Colors of Fruit and Vegetables and 10-Year Incidence of Stroke [Original Contributions; Clinical Sci
Background and Purpose—
The color of the edible portion of fruits and vegetables reflects the presence of pigmented bioactive compounds, (eg, carotenoids, anthocyanidins, and flavonoids). Which fruit and vegetable color groups contribute most to the beneficial association of fruit and vegetables with stroke incidence is unknown. Therefore, we examined associations between consumption of fruit and vegetable color groups with 10-year stroke incidence.
This was a prospective, population-based cohort study, including 20 069 men and women age 20 to 65 years and free of cardiovascular diseases at baseline. Participants completed a validated, 178-item food frequency questionnaire. Hazard ratios (HR) were calculated for stroke incidence using multivariate Cox proportional hazards models adjusting for age, sex, lifestyle, and dietary factors.

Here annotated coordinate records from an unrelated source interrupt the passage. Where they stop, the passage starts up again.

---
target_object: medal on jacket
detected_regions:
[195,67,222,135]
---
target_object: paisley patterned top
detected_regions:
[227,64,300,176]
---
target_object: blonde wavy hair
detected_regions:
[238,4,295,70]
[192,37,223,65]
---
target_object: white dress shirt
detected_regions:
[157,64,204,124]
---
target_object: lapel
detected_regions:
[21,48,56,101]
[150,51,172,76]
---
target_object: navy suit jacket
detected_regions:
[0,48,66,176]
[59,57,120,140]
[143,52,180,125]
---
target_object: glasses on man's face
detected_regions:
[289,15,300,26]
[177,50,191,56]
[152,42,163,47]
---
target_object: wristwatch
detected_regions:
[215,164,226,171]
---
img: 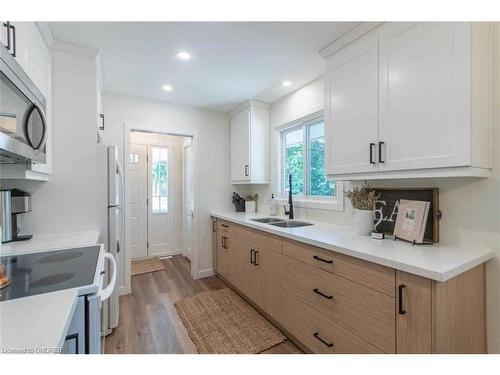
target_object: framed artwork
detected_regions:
[99,113,104,130]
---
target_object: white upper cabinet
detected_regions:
[325,35,378,174]
[0,21,53,181]
[325,22,492,180]
[231,100,270,184]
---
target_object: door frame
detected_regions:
[122,122,199,294]
[182,142,196,260]
[147,142,177,258]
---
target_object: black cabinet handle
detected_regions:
[313,288,333,299]
[313,332,333,348]
[313,255,333,264]
[10,25,17,57]
[3,21,10,52]
[398,284,406,315]
[378,142,385,163]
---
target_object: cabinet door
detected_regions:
[325,31,378,175]
[238,238,259,302]
[396,271,432,354]
[217,231,241,288]
[231,109,250,181]
[379,22,471,170]
[252,247,279,317]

During 10 years of follow-up, 233 incident cases of stroke were documented. Fruits and vegetables were classified into 4 color groups. Medians of green, orange/yellow, red/purple, and white fruit and vegetable consumption were 62, 87, 57, and 118 g/d, respectively. Green, orange/yellow, and red/purple fruits and vegetables were not related to incident stroke. Higher intake of white fruits and vegetables was inversely associated with incident stroke (Q4, >171 g/d, versus Q1, ≤78 g/d; HR, 0.48; 95% CI, 0.29–0.77). Each 25-g/d increase in white fruit and vegetable consumption was associated with a 9% lower risk of stroke (HR, 0.91; 95% CI, 0.85–0.97). Apples and pears were the most commonly consumed white fruit and vegetables (55%).
High intake of white fruits and vegetables may protect against stroke.